I have no idea what is going on. I am SO agitated. Frustrated. Irritable. Pent-up. Absolutely everything is pissing me off. It is completely irrational.
Yesterday on the bus there was a young woman standing in front of me staring at herself in the reflection in the window, giving bedroom eyes and pouting her lips, while her companion was trying to have a conversation with her. She didn't even look at him when she responded, still caught in her own reflection. I wanted to SCREAM. How incredibly rude, vain, and shameless. Everybody is vain to some extent, but this just got under my skin. Doesn't anyone have any shame anymore?

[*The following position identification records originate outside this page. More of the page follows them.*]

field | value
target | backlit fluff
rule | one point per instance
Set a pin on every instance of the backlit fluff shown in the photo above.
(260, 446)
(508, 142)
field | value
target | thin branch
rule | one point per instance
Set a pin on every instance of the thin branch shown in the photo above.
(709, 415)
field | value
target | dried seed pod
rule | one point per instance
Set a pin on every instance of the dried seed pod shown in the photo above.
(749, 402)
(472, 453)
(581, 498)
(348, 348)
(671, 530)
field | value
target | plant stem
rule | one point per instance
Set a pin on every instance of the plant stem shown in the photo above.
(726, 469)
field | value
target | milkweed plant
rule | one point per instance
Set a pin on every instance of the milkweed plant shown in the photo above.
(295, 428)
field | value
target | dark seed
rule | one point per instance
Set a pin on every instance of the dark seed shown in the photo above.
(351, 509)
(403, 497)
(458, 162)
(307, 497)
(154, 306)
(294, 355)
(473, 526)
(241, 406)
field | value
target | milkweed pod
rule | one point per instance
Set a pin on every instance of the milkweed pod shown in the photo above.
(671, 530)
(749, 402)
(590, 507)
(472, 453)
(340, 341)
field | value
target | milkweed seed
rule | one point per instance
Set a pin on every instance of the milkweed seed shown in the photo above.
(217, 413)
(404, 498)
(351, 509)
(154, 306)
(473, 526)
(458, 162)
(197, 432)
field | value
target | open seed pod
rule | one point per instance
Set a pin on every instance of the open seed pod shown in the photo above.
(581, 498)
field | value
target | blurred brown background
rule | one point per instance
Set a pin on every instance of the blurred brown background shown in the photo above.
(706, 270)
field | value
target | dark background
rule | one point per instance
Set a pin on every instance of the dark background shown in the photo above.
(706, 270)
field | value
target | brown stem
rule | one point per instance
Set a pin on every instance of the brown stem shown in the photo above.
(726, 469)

Why did that bother me so much?
I guess I'm just hyperconscious of my actions and appearance when I'm in public. This is due to my anxiety issues, and largely why people think I'm distant or unapproachable. I'm so focussed on being socially appropriate that it turns me to stone. So I guess when I see people being so shameless and inappropriate in public it makes me rage. Perhaps it's a bit of jealousy.
I want to make friends. This is in no way a comment on my current friends...I love you all. But I realized that the one thing really lacking for me are 'buddies'. When I lived in Toronto, I had a constant circle of amazing friends. You didn't call on Friday and say "what are you doing tonight?" you called and said "what are WE doing tonight?" (although we always knew...the Q Bar beckoned. Those liquid filled peanuts and motor oil/vomit beer). I think the key to this is finding friends at school. I've been going to Concordia for almost 2 years now and I haven't made ONE friend. In fact, in the two years I've barely even spoken to a single person. This is not out of a lack on interest, like I said I WANT to make friends. I'm just so shy, and I know that I don't look very approachable.
How do I change this? I try to smile, I try to look warm even when I'm terrified. My father suggested I hang out at Reggie's (the campus bar) and just see if I can strike up conversation. But I just couldn't...
Making friends used to be so efforless...it just happened, you didn't need to work at it. *sigh*
There are some young girls who moved in to the apartment beside mine. I really want to make contact but I don't know how. Again, the faja suggested heading up with a bottle of hooch and introducing myself. I just need the balls.
I think I'm a good person, and a better friend. Where is the disconnect?? HELP!!